The strength of the package is tested with a tensile testing machine, the schematic of which is shown in Figure 3. In addition to the way in which the specimen is stretched can choose to stretch horizontally and longitudinally, tensile testing machines have horizontal tensile testing machines and vertical tensile testing machines, generally speaking vertical testing machines are generally electronic universal testing machines, sensors in the mobile end, so the vertical can do peel, stretch, compression, sharpness of these tests. As far as stability is concerned the horizontal testing machine dedicated to peel force is a little better than the vertical electronic universal testing machine, both have to choose the right range of sensors. Appearance is checked by visual inspection, and sealing is tested by vacuuming. Insulation testing is done by applying momentary high voltage to the pole lugs and the aluminium-plastic film to test for good encapsulation, detecting defective products in advance and preventing them from flowing out.

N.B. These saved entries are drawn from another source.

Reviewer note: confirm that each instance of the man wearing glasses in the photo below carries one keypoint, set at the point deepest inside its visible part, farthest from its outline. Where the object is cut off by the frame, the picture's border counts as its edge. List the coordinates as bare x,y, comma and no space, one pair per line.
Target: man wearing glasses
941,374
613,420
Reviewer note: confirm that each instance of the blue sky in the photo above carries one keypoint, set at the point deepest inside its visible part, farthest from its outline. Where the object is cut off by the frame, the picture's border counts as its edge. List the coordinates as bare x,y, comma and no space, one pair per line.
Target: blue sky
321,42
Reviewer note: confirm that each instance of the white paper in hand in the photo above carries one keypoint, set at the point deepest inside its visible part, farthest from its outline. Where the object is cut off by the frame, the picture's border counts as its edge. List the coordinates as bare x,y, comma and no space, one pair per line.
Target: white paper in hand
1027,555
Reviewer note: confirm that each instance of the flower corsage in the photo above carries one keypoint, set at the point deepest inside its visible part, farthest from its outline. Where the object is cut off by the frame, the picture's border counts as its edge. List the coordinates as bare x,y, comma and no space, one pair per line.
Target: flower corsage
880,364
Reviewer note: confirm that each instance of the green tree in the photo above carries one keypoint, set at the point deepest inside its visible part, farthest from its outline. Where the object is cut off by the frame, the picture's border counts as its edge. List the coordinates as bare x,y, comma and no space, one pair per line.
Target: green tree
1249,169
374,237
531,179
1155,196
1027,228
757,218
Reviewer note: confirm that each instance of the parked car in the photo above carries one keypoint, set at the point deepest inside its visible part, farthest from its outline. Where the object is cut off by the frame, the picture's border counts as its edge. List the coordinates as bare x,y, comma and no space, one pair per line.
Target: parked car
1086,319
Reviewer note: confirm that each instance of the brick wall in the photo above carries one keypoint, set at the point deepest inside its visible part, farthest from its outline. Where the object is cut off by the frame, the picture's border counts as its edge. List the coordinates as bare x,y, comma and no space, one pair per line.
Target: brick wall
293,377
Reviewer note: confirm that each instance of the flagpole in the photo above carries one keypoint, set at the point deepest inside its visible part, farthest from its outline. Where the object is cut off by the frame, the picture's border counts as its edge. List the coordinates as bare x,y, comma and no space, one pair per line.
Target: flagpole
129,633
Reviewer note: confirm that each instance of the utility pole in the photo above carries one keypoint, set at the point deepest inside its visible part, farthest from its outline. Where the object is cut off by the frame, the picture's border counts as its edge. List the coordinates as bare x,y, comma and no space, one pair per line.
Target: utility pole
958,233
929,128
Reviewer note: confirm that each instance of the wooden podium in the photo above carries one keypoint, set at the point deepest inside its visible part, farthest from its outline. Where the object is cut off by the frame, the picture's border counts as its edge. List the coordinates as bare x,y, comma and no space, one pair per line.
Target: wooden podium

Once an aluminium film has been selected, a three-factor DOE of temperature, pressure and time is carried out to confirm the optimum encapsulation process. The PP melting temperature of aluminium-plastic film is usually between 180°C and 190°C. Several temperature points within a certain range can be selected for heat sealing experiments at the same pressure and time to determine the optimum sealing temperature through the strength and effectiveness of the seal. Correspondingly, the effect of heat sealing pressure and time on strength and encapsulation effectiveness can also be determined.
After correlation analysis, it is possible to identify which factor is the main influence. Generally speaking, the strength of the seal increases with the temperature of the seal and may lead to over-sealing when the temperature reaches a certain level, with the PP melt spilling out of the heat seal area and forming cracks when it cools down, thus reducing the strength of the seal. The optimum time for heat sealing is temperature dependent. When the temperature is low the heat sealing time has little effect on the strength because the PP layer does not reach its melting point at low temperatures and the heat sealing layers are not fused together.
When the temperature is high enough, heat seal time is positively correlated with heat seal strength. Encapsulation pressure affects the thickness of the seal, but is a less important factor than temperature and time. During the daily use of the encapsulation equipment, attention should also be paid to the flatness and parallelism of the head, confirming that the head temperature and temperature sensor are normal, etc., and solving the corresponding problems when abnormal temperatures are found.
The encapsulation of the core is a key process that affects the final performance of the core. The main factors affecting the encapsulation of aluminium-plastic film are the selection of equipment and moulds, and the determination of the encapsulation process. Secondary influences include the quality of the incoming material, the ability of the operator and the workshop environment. Only by coordinating all aspects can we do a good job of encapsulating the cores, preventing corrosion of the electrolyte while isolating the interior of the core from the external environment and preventing the infiltration of water vapour to ensure the cycle life and safety of the lithium battery.